Loro sono i ‘Blend', si esibiranno il 23 aprile presso il Greenwich Risto Pub & Live Music di Curtarolo (Padova) per le selezioni area Veneto e Friuli di Rock Targato Italia!

Rispondono alle nostre domande così:

Da quanti componenti è formato il gruppo e come vi siete conosciuti?

Il gruppo è composto da 5 elementi (ultimo innesto da alcuni mesi) composto da 4 componenti dal 2010.  La band nasce da un incontro amichevole tra il cantante ed il chitarrista nel 2001. Gli altri vari componenti si sono inseriti man mano nel corso negli anni dal 2010.

Come definireste la vostra musica e qual è lo stile?

Lo stile del gruppo lo definiremo come ''BLEND'' una miscela di stili, vista anche la diversa provenienza di cultura musicale dei vari componenti.

Da dove avete preso spunto per il nome della band?

E' stato scelto cercando una parola che fosse visibile il più possibile ma inerente alla musica. In effetti oltre a miscela (BLEND), in ambito musicale può essere tradotta come armonizzare/accordarsi

Cosa ne pensate dei talent show?

Potrebbero essere una buona opportunità ma sono rivolti ad un ''gruppo'' ristretto di eletti. Sono utili per le case discografiche in quanto la parte di pubblicità/visibilità della band viene gestita da altri.
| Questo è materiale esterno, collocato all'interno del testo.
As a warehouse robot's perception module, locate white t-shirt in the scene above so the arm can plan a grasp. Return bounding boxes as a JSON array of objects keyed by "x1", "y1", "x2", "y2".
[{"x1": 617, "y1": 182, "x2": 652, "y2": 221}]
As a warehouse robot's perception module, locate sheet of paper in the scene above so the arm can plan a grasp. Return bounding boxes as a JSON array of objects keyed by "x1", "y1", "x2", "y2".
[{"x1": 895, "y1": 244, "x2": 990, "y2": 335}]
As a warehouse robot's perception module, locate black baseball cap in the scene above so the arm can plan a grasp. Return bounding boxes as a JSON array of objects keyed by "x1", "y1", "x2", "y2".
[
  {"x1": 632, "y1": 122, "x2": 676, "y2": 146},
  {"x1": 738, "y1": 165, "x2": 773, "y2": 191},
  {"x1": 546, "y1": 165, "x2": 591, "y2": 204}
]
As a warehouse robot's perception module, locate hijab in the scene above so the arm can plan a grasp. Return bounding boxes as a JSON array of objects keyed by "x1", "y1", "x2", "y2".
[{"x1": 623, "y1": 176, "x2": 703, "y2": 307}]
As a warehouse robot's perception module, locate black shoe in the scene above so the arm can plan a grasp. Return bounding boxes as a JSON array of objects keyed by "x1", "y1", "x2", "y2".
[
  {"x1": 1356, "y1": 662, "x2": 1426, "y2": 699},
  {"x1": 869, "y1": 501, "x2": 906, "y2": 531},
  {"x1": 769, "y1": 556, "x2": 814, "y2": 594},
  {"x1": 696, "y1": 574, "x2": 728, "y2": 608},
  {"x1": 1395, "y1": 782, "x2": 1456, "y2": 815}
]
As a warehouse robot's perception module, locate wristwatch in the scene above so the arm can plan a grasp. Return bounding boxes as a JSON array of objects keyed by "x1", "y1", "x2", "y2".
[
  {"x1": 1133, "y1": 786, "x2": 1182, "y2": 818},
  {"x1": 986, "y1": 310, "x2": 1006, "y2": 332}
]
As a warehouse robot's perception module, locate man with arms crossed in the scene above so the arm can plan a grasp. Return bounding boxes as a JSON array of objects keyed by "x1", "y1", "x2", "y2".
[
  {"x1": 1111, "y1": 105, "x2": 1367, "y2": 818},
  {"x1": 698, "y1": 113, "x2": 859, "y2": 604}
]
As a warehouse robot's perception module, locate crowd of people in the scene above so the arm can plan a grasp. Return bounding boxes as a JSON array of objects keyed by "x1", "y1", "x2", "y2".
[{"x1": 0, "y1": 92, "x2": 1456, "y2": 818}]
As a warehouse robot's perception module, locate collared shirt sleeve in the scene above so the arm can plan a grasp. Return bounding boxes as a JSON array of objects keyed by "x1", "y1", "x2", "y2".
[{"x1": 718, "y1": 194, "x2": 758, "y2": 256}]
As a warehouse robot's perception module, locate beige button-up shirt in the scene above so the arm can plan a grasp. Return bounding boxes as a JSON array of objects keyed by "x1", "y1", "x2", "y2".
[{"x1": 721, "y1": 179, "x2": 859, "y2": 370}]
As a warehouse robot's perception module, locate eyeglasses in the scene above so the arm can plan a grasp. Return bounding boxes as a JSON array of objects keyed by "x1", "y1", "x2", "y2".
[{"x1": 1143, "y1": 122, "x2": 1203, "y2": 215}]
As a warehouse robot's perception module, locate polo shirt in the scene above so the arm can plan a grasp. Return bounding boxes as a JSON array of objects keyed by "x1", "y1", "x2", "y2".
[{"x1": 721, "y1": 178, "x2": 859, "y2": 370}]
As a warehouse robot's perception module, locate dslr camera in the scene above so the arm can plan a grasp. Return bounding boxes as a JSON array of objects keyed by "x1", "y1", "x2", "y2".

Quali sono i locali in Veneto o in italia dove vi piacerebbe suonare, e quali quelli nel vostro paese di origine?

Sicuramente ALCATRAZ a Milano. Nel nostro paese (Arsiero) non vi sono locali adatti per le band. Il più vicino potrebbe essere il TOTEM a Vicenza

Avete già fatto dei live? E quale risposta avete avuto dal pubblico?

Cantante e chitarrista hanno esperienze Live dal 2001. Con la formazione attuale abbiamo effettuato poche Date (Emergenza Festival finale Regionale) ed altri live nei vari locali della nostra zona con buona risposta da parte del pubblico

Di cosa ci sarebbe bisogno in Italia a livello musicale?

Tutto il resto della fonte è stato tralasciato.